Who knew two nonverbal rocks had so much to say?

I don’t remember the last time I said, “I love you” to my parents. In fact, I don’t think they’ve said that to me much either in the 30-something years of my existence.

For a Chinese Singaporean family, this is hardly out of the ordinary. Our affection for each other is mostly communicated through sharing food at mealtimes or through questions about how work has been.

But there’s another way that my parents—and grandparents, aunties, and uncles, for that matter—express affection for me: through biting, negatively framed opinions that hit you like a punch in the gut.

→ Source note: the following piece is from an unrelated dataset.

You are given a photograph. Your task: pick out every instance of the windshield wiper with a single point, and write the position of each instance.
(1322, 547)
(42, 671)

You’ve got more white hair now. You put on weight. You look so tired. (There’s also the all-encompassing “Aiyoh!” which usually conveys a mix of disappointment, disapproval, worry, and concern all at the same time.)

That is why, when watching Everything Everywhere All at Once at home one Friday evening, I cringe-laughed when the protagonist Evelyn Wang blurts this line out to her daughter Joy early in the film: “You have to try and eat healthier. You are getting fat.”

Such judgmental comments have become a tried-and-true method of communicating care and concern, bypassing anything gushy or sentimental. To be clear, this is not a condoning of verbal abuse, which exerts manipulative control over another. I speak of the pessimistic, unsympathetic sentiments that often color speech in a Chinese family.

Over the years, I’ve deflected remarks like these by laughing or shrugging them off rather than allowing them to take root. As I tell my husband when similar phrases roll off my tongue, these are simply words of “endearment.”